Latest Alzheimer's News
THURSDAY, July 5, 2018 (HealthDay News) -- If new research in mice bears out in humans, that daily low-dose aspirin many people take to keep heart trouble at bay might also protect their brains against Alzheimer's.
"The results of our study identifies a possible new role for one of the most widely used, common, over-the-counter medications in the world," said senior study author Kalipada Pahan, chair of neurology at Rush Medical College, in Chicago.
Previous research has shown a link between aspirin and a reduced risk of Alzheimer's disease. In this study, the scientists gave low-dose aspirin for a month to genetically modified mice with a form of Alzheimer's disease.
The aspirin helped reduce amyloid plaques by boosting a protein called TFEB, a regulator of waste removal, and by stimulating lysosomes, a part of cells that help clear waste. But not all research in animals holds true for humans.

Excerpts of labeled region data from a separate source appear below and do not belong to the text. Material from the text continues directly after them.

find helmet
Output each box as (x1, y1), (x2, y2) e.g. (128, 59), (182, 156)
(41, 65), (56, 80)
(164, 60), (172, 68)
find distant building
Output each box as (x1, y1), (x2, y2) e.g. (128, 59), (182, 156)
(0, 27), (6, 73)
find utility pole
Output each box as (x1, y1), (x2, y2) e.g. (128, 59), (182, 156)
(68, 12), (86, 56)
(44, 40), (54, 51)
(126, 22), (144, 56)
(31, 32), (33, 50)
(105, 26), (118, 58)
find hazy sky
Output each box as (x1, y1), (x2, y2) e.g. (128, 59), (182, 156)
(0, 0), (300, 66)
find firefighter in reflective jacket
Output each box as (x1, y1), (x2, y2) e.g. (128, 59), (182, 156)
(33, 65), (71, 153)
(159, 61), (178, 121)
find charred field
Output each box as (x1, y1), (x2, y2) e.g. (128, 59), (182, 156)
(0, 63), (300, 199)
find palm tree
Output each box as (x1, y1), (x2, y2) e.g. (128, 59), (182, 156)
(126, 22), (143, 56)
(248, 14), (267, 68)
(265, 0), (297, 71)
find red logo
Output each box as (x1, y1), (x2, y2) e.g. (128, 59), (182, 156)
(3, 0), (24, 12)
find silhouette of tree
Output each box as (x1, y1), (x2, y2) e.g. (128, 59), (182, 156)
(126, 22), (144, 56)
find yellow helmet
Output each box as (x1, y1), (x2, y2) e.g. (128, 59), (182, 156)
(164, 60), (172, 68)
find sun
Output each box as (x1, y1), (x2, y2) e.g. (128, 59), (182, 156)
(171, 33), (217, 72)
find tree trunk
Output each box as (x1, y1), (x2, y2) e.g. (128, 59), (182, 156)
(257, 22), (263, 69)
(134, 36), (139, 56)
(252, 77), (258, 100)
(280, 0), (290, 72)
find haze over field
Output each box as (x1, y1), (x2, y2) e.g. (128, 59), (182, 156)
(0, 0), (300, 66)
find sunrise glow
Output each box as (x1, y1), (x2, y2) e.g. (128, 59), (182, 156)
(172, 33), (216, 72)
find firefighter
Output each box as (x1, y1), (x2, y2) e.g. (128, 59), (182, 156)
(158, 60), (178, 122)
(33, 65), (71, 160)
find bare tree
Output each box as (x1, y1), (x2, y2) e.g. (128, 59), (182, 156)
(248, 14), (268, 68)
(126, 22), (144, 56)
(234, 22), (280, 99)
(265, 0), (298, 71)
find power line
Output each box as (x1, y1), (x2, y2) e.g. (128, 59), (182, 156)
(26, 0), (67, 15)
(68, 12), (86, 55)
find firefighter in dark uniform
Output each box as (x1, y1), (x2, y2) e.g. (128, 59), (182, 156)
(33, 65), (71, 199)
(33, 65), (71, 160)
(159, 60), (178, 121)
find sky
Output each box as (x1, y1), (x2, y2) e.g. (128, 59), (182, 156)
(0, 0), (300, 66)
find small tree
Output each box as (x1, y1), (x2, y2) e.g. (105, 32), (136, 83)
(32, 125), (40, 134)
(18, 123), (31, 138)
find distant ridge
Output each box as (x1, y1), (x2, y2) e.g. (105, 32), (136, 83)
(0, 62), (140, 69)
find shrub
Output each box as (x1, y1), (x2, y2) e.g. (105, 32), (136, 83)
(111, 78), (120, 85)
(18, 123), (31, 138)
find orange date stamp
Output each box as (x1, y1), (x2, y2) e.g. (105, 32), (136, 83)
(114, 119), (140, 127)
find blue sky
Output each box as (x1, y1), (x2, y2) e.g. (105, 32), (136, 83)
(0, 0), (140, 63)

"This research study adds another potential benefit to aspirin's already established uses for pain relief and for the treatment of cardiovascular diseases," he added in a Rush University news release.
"More research needs to be completed, but the findings of our study has major potential implications for the therapeutic use of aspirin in [Alzheimer's] and other dementia-related illnesses," Pahan said.
The study was published in the July issue of The Journal of Neuroscience.